Once again, the issue of CEO compensation is in the headlines. I wrote a piece on this topic here a few months ago. My feelings and thoughts have not changed. However, they have gotten a little more nuanced.
Rather than rewrite what you can read by following the link in the first paragraph, let me address a few aspects of the public outcry over this topic.
First, I do not think it is an appropriate matter for any type of legislative or governmental interference. These are publicly-held companies, with boards of directors and bylaws governing their behavior. The companies in question have stock listed on exchanges where a shareholder may easily dispose of his stake in the firm, if he dislikes the way the firm is managed or directed.
Second, I think this issues is moot for any firm whose total return performance has consistently exceeded or is exceeding the S&P500 index return for a period of five years. When a CEO delivers the goods, who cares how much he was paid? This type of performance is so rare that, if a CEO actually enriches his shareholders, continually, at an above-market rate, those shareholders should be thrilled to pay that CEO very handsomely.
Third, the "issue," as it exists, exists only for those companies whose total returns are either consistently below the index for 5 years or so, or inconsistenly not much different than the index. Simply put, why should anyone pay excessive amounts of compensation for the right to hold a single stock, with its attendant concentration risk, and earn no more than the market return?
But, even here, the culprits are not the CEO. No, the culprits are the board members- particularly the compensation committe members. These snoozing guardians of the corporate treasuries abet the "excessive CEO compensation crisis" by failing to set realistic and appropriate corporate total return requirements for the CEO to achieve in order to enrich himself. For more details, see my post on Jeff Immelt, the overpaid, underperforming CEO of GE.
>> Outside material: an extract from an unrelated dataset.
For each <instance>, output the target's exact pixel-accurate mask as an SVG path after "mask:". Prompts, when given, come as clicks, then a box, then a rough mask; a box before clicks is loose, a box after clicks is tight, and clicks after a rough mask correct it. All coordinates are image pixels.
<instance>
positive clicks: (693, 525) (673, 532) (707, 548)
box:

Realistically, pragmatically, what is the average shareholder to do? Or even, for that matter, the average institutional fund manager to do? As I wrote on a related topic recently, it baffles me why any investor honestly thinks s/he can affect the behavior of a large corporation in which s/he owns shares. Or why s/he should even try. Does it not make more sense to simply sell shares of a poorly-run company, and buy shares of one whose performance, or prospective performance, you prefer?
Thus, my "final" answer is, I think the spotlight being shone on these overpaid loser CEOs is great. The Wall Street Journal's "CEO Compensation" section in yesterday's issue is about as good as it gets. Provide sunshine, full information, and let shareholders make their choice with their investment dollars.
After all, we want free, liquid, fully-informed markets and investors, right? Why should anyone be doing anything but applying the "disinfectant" of fully-disclosed performance and compensation information for the benefit of investors?
Followed to its logical conclusion, I suppose, in a perfect world, a company like, say, GE, which consistently overpays its CEO for poor performance, would see investors head for the exits, and its stock price and total return plunge. Then, ideally, that CEO would be dismissed, a la my prior post guidelines. And if the new CEO got things back on track, s/he would be amply rewarded, and investors would return to hold a consistently-superior performing stock.
So I stand by my earlier recommendations: handsomely reward performers, and fire the already-wealthy underperformers. Pay all the CEOs with less cash and more stock. Make them wealthy by leading a company to consistently-superior total return performance, and nothing less.